Por Diana Sugey Mendoza.-
Recientemente leí el libro Vida Contemplativa del filósofo Byung-Chul Han. En sus páginas, el autor ofrece una crítica profunda al ritmo frenético de la sociedad contemporánea, dominada por la hiperactividad, el ruido constante de las redes sociales y la cultura del rendimiento. Esto me ha llevado a cuestionar los efectos que estas dinámicas tienen sobre la salud mental de las personas.
En la actualidad, somos constantemente bombardeados con información sobre salud mental, impulsada sobre todo por campañas de prevención. Sin embargo, los resultados parecen contradictorios: cada vez se registran más casos de personas que experimentan algún tipo de malestar psicológico. Esto, lejos de ser negativo por completo, también refleja un avance: existe hoy una mayor conciencia y menos estigma, lo que ha llevado a más personas a acercarse a profesionales de la salud mental.
Aun así, es importante detenernos y observar con atención: ¿qué vemos a nuestro alrededor?
Si me preguntan a mí, respondería que estamos ante una sociedad cada vez más fragmentada, menos preocupada y ocupada por el otro; una sociedad más individualista, sumergida en la mayoría de los casos en aparatos tecnológicos. Observo una dificultad creciente para hacer silencio, para detenerse y prestar atención plena, para simplemente contemplar, tal como lo propone Han.

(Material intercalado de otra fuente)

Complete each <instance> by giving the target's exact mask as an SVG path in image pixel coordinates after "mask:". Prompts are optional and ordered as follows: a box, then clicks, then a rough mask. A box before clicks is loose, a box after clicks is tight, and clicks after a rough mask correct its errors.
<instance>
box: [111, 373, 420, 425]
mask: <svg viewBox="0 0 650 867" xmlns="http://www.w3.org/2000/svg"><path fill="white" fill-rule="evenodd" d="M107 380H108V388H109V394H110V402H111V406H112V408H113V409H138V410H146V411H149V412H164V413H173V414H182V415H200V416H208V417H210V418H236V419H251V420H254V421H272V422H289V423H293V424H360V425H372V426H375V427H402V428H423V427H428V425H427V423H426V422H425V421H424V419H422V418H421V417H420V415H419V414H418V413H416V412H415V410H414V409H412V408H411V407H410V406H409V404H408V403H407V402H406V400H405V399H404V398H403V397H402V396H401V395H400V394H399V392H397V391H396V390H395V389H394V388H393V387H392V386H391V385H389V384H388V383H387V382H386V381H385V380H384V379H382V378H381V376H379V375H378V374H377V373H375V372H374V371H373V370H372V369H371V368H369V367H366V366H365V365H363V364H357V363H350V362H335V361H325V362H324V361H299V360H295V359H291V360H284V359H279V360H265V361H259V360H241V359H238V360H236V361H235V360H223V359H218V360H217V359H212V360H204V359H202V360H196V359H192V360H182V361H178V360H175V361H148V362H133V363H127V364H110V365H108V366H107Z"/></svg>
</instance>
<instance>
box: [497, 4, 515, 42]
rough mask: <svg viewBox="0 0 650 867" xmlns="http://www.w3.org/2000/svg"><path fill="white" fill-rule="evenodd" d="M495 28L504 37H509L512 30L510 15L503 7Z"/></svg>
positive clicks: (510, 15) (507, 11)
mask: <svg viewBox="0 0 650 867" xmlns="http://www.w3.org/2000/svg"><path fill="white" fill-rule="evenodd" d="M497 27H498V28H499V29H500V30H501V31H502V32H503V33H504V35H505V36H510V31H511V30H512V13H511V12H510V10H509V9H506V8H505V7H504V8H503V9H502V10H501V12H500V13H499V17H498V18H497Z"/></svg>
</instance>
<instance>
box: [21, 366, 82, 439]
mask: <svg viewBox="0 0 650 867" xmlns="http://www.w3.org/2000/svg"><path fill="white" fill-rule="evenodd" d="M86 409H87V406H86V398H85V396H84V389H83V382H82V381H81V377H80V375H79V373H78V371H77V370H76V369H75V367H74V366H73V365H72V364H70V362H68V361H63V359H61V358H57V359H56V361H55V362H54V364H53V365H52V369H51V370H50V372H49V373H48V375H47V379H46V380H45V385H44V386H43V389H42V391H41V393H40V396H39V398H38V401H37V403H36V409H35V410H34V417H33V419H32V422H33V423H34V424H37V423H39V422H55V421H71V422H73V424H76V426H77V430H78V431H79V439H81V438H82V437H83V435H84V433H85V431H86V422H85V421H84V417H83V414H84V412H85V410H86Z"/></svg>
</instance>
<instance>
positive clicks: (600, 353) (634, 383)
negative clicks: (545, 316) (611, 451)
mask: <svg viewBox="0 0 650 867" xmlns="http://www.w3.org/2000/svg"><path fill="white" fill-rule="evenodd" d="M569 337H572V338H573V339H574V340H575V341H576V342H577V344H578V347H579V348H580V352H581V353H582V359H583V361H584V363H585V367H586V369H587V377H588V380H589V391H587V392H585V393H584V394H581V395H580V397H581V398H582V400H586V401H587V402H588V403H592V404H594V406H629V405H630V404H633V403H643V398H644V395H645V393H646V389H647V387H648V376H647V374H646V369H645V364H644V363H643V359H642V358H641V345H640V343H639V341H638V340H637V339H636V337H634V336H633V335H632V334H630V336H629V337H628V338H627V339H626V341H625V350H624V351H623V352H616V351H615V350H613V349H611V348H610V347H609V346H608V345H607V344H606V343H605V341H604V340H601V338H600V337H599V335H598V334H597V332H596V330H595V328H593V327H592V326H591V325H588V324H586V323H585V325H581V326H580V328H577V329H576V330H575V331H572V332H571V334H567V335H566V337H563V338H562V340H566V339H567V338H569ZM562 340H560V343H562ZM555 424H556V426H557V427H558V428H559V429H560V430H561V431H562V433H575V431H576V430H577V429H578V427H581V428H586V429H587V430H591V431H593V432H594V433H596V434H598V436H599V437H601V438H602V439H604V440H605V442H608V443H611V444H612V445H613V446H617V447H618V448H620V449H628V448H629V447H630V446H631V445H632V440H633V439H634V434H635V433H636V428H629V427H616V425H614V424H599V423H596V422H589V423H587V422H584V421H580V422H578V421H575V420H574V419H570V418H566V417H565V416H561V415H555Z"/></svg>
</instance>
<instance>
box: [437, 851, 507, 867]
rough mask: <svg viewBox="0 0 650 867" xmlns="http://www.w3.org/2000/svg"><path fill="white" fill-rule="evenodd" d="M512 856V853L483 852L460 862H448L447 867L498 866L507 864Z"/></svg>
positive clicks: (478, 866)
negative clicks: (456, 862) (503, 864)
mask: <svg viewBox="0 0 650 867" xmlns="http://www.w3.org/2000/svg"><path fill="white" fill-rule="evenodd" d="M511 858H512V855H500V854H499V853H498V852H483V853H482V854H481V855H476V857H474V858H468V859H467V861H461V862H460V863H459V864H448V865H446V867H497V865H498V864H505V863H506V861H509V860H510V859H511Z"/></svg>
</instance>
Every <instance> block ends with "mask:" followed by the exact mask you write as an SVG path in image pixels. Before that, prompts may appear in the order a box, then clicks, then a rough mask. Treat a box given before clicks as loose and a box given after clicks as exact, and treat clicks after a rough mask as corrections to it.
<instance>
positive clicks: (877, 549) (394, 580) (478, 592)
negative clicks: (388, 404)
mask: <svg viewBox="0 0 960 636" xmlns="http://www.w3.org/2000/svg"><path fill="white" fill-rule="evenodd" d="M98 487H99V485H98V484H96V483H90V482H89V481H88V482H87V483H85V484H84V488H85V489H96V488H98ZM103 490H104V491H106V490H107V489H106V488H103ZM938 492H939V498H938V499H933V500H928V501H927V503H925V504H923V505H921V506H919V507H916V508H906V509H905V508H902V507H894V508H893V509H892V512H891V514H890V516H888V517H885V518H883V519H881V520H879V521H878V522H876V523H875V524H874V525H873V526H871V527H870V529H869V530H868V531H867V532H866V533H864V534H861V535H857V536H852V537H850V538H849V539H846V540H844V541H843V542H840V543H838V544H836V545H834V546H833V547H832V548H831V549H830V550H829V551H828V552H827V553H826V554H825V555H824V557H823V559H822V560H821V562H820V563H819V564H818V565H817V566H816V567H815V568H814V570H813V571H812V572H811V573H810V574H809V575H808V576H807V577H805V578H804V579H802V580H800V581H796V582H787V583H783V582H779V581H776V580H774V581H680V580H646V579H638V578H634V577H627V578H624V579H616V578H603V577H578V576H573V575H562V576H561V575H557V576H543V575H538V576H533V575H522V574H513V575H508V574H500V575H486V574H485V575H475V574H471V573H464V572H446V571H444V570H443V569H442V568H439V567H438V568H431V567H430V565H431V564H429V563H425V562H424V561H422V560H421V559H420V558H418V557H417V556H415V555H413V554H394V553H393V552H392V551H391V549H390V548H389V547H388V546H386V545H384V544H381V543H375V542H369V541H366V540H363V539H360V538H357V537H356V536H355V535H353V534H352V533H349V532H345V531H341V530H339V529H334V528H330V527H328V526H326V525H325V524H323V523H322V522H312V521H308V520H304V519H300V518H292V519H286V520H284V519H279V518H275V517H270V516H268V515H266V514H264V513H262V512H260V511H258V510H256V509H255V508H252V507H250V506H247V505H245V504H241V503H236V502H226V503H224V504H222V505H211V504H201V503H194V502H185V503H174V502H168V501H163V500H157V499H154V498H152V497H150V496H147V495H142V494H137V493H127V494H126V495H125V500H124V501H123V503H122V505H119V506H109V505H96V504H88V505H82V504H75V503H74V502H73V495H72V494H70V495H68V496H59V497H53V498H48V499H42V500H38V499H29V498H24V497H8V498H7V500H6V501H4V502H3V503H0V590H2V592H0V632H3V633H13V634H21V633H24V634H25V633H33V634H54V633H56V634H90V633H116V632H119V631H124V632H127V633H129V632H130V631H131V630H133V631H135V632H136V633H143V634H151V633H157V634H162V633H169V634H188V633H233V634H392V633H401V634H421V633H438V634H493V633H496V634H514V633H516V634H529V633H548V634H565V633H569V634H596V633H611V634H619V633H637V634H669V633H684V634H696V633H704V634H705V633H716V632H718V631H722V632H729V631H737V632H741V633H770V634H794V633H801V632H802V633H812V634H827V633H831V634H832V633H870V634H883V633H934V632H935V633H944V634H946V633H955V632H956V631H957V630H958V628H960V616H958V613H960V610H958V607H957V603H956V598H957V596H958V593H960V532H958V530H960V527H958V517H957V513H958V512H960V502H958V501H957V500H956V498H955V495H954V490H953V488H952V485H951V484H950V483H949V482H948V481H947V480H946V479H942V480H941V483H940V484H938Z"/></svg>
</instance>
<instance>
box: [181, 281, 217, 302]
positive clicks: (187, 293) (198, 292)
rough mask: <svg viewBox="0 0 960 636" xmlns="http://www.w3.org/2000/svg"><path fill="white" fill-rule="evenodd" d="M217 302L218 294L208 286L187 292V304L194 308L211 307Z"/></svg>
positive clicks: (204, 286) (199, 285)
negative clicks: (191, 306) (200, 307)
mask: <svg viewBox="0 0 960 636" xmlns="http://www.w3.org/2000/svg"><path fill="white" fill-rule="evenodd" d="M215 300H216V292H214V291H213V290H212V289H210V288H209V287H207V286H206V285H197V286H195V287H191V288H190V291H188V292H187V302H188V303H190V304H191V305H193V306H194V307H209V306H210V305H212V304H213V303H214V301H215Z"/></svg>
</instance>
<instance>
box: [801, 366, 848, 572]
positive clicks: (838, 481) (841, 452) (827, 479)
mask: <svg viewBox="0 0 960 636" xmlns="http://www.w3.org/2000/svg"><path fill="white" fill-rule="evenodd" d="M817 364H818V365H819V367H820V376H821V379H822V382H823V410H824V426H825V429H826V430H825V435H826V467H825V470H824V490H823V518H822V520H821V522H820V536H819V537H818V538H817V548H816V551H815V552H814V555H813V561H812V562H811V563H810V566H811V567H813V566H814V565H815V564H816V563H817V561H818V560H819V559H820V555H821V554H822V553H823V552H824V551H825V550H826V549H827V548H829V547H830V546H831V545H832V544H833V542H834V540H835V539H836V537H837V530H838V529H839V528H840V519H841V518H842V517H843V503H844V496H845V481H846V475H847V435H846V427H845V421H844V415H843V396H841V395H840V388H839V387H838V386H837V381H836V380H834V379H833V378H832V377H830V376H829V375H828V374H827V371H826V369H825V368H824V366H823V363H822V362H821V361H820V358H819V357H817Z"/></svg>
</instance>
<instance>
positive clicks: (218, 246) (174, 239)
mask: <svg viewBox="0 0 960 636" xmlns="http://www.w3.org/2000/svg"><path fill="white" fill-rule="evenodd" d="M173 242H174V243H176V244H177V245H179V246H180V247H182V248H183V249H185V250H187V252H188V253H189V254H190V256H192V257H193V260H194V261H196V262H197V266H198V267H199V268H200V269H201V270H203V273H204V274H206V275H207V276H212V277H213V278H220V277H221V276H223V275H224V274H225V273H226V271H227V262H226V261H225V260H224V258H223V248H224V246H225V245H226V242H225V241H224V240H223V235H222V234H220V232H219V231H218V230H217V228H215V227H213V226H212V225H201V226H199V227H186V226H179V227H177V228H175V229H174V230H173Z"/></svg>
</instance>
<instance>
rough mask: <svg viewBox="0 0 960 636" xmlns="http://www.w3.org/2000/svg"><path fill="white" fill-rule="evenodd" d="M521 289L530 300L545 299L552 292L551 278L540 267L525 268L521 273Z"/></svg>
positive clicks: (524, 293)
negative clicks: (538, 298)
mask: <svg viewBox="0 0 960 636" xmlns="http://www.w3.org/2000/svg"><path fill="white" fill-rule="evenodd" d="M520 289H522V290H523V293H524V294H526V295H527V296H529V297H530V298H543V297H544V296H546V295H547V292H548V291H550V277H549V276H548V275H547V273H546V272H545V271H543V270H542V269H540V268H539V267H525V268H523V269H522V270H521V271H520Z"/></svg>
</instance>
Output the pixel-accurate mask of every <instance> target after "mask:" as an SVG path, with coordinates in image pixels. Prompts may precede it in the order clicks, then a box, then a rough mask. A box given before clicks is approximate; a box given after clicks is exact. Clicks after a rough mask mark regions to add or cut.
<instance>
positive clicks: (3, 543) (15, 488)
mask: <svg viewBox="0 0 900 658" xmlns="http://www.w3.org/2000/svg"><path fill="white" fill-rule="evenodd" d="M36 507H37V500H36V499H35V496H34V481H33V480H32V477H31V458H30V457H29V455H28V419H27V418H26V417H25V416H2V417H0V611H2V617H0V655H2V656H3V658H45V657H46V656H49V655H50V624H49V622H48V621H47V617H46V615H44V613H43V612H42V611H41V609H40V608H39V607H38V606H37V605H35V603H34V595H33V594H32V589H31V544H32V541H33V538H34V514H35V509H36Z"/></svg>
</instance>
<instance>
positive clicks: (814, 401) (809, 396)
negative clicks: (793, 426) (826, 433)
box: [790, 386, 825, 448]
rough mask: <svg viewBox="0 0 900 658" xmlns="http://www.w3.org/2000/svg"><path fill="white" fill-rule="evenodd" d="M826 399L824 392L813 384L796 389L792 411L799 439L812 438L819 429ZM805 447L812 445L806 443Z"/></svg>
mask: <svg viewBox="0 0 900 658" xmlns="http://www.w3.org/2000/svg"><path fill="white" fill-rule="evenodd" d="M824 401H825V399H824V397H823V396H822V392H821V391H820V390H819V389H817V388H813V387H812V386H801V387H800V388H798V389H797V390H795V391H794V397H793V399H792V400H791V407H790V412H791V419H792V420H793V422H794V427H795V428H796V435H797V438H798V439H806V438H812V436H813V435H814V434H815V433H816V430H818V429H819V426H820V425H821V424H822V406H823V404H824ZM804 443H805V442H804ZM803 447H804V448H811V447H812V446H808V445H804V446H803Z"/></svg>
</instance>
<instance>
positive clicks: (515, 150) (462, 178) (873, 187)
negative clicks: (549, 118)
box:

Tal vez muchos ni siquiera sepamos en qué consiste eso último o, peor aún, nos sintamos incapaces de hacerlo, ya que implicaría desconectarnos. Y hoy, desconectarse parece ser un riesgo que pocos están dispuestos a tomar. Lo paradójico es que, como señala Jonathan Haidt, no tenemos problema en desconectarnos de la vida real, pero nos resulta inconcebible despegarnos del mundo virtual.
Además, estamos perdiendo la capacidad de comunicarnos cara a cara. Y eso es lamentable, porque en el encuentro con el otro compartimos nuestro mundo interior, el cual se va formando a través de las experiencias y vínculos que tejemos a lo largo de la vida. Pero en una sociedad tan dividida e individualista, incapaz de conectarse verdaderamente en lo real, me pregunto: ¿cómo es el mundo interior que estamos construyendo? ¿Qué está pasando con el ser?
No me sorprende que los malestares psicológicos aumenten. Son el reflejo de una sociedad que ha ido perdiendo el sentido. Es curioso que, en un tiempo donde tanto se habla del sentido de vida, parezca que lo estamos dejando escapar. ¿Será que hay tantas opciones que nos cuesta elegir un camino? ¿O será que la ausencia de pausas y momentos de inacción nos impide reflexionar sobre nuestra existencia, llevándonos a actuar en automático, como si supiéramos por qué hacemos lo que hacemos, cuando en realidad sólo estamos sobreviviendo?
Tal vez ha llegado el momento de replantearnos hacia dónde vamos como sociedad. Tal vez la clave no esté en hacer más, sino en detenernos, contemplar y volver a conectar con lo esencial: con el otro, con el silencio, con nosotros mismos.